Keeping my head down, I ran through the pounding rain to the street corner. Sally and Chava were already there, headlights cutting through the downpour. I crawled into the backseat of Sally’s parents’ SUV.

“Thank you so much, guys,” I said.

“You look crazy,” Sally responded, looking at my outfit.

“But pretty!” Chava added as Sally started to drive. Chava gave a little sigh of pleasure. “I love to drive at night. It feels like we own the streets, you know?”

“Seriously?” I asked. Not that driving was such a weird thing to enjoy doing. Just that it had never occurred to me to wonder what Chava and Sally might like to do when they weren’t at school.

“One time,” Sally whispered, looking around as if for hidden cameras, “I let Chava drive this car. And she only has her permit.”

“Did you get in trouble?” I asked.

“No!”
Chava exclaimed, and they both burst into giggles.

“Hey, guys?” I said. “Thank you.”

“For what?” Chava asked.

“For giving me a ride tonight. I really needed your help.”

Chava’s face cracked into a huge grin, like she had been waiting for me to say this to her for her entire life.

“That’s what
friends
do,” Sally said slowly, like she was explaining something to a hearing-impaired child. “They’re there for each other.”

I didn’t know much about friends. But the more friendships I saw up close—with Vicky, Pippa, Harry, Char—the more I suspected that Sally knew what she was talking about.
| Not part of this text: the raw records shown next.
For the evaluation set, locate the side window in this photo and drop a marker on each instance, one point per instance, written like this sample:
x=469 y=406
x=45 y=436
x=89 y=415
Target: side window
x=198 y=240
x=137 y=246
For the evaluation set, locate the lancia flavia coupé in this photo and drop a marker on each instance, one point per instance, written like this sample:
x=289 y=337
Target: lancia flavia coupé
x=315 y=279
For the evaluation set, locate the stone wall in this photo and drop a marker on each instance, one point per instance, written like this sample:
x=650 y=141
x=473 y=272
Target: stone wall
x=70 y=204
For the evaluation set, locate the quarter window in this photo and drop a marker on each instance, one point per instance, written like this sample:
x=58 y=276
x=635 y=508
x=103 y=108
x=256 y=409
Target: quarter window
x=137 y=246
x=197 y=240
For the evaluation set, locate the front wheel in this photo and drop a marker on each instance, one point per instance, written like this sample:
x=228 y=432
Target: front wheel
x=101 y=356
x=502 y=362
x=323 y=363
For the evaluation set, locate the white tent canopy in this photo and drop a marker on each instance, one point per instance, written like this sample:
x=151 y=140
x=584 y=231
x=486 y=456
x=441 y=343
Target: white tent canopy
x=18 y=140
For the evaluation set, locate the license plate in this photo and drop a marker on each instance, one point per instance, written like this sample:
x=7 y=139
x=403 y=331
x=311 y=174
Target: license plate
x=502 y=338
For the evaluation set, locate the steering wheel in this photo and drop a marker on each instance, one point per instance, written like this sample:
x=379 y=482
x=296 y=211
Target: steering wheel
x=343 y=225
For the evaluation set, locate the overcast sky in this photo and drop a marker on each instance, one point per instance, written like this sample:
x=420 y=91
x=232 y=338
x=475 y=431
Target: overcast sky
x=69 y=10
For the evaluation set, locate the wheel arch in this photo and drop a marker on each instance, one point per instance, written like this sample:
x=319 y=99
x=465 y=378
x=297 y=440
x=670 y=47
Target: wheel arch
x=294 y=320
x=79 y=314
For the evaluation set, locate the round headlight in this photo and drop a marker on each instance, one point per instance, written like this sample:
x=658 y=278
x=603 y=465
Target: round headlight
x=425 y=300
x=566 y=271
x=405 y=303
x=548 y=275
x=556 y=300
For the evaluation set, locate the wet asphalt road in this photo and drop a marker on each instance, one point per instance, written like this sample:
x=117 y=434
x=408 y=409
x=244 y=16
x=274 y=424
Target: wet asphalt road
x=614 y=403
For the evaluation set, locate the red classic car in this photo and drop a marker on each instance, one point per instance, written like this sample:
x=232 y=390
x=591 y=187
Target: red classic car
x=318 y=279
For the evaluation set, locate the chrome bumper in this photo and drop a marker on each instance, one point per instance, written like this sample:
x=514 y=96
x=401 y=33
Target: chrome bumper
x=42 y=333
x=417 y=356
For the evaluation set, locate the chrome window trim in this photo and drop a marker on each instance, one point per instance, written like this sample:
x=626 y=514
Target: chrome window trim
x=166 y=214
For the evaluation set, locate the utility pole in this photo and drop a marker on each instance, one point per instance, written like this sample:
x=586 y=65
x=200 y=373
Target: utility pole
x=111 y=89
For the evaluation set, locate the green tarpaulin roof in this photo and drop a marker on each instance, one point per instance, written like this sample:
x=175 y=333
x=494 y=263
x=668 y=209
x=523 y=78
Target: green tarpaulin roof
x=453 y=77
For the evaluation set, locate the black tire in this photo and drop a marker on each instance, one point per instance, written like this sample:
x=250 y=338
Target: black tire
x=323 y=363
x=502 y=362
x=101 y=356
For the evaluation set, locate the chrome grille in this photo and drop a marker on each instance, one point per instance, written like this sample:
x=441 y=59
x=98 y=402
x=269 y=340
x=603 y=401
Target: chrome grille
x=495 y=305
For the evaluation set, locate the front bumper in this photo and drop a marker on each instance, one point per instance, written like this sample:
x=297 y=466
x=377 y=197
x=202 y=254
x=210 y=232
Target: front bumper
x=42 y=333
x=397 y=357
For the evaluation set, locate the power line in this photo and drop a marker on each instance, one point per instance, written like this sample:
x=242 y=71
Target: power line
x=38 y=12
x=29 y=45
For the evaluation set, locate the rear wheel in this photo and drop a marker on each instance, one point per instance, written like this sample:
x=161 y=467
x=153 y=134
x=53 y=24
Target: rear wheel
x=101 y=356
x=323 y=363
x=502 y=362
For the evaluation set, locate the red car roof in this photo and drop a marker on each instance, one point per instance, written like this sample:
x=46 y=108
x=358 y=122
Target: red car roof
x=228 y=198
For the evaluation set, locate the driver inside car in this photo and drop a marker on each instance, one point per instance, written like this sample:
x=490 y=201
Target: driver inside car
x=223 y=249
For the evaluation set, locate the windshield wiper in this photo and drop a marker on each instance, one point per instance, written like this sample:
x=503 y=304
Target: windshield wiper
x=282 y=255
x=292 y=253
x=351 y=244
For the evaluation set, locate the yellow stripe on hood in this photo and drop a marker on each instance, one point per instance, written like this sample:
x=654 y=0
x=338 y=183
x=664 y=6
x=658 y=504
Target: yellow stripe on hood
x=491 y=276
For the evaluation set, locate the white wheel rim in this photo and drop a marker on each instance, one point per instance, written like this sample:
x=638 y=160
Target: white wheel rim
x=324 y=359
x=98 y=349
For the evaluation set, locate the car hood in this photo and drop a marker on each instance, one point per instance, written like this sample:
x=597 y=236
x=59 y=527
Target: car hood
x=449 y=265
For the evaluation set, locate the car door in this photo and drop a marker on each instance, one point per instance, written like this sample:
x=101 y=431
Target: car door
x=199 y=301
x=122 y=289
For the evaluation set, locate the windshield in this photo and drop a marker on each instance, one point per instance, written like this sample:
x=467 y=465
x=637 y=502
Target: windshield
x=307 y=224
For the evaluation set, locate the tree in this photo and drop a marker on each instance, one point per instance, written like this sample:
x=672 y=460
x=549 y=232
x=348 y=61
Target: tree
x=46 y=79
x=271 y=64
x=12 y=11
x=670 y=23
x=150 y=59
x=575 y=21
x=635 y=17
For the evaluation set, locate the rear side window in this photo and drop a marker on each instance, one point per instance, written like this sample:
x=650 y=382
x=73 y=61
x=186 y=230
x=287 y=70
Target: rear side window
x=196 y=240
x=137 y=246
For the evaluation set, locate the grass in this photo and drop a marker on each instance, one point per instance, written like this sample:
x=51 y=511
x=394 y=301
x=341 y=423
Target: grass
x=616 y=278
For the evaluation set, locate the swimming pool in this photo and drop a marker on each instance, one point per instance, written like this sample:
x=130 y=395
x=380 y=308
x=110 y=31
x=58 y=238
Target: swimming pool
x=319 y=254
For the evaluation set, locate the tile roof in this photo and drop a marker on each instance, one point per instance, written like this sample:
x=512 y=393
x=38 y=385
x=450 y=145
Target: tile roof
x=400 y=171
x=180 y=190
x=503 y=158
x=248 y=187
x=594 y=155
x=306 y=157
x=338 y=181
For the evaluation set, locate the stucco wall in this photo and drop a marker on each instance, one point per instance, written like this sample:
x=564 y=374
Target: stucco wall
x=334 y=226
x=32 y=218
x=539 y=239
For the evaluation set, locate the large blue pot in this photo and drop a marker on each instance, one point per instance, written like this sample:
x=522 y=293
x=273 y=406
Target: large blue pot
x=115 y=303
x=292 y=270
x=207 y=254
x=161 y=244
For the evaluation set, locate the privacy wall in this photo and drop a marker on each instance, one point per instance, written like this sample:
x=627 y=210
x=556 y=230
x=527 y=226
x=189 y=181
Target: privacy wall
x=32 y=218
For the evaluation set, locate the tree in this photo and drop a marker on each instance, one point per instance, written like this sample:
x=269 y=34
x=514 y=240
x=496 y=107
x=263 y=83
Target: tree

“Look, Elise,” Sally said matter-of-factly. “We know you think you’re too good for us.”

Chava nodded in unemotional agreement.

“What, did you read that on my quote-unquote blog, too?” I asked.

“No,” Sally said. “But we’re not
stupid
. Okay, we’re not popular, but we’re not blind either.”

“I don’t think that I’m too good for you,” I said, but they both acted like I hadn’t spoken.

“And you’re clearly using us right at this instant,” Sally went on.

“For Sally’s license,” Chava added.

“For my license,” Sally said.

And I couldn’t argue with that, because that was true. I treated Sally and Chava in the same disposable way that Amelia and her friends treated me. The only difference was, I’d never made them clean up my trash. “I’m sorry,” I said.

They shrugged in unison. “Honestly?” Chava said. “It’s okay. We don’t really mind.”

“What?”

“We like you,” Chava said simply. “You’re interesting.” She added quickly, “Good-interesting, obviously.”

“I wouldn’t ask my parents for permission to take the car out at ten p.m. on a
school night
if I didn’t like you,” Sally said.

“I like you, too,” I said, and realized that, in a way, I meant it. I didn’t feel about Sally and Chava the way I felt about Vicky. I never would. They didn’t
get me
like Vicky did—and, honestly, I didn’t get them either. But that didn’t stop me from liking them.

“We know,” Chava said with an understanding nod. “You’re just bad at showing it, that’s all.”

As we drove down the street of warehouses toward Start, Sally muttered, “There’s, like,
nobody
out here.”

But she was wrong.

A small cluster of people stood at the end of the alleyway, waiting for Mel to let them into Start. On the otherwise desolate gray street, the cluster of brightly colored umbrellas stood out like a poetry castle in a field of cardboard boxes. Sally slowed the car, and together we took them in: the giggling girls in high heels or colorful sneakers. The boys in galoshes, jumping in puddles in the street. The couple sharing one umbrella, kissing, pressed up against the concrete wall.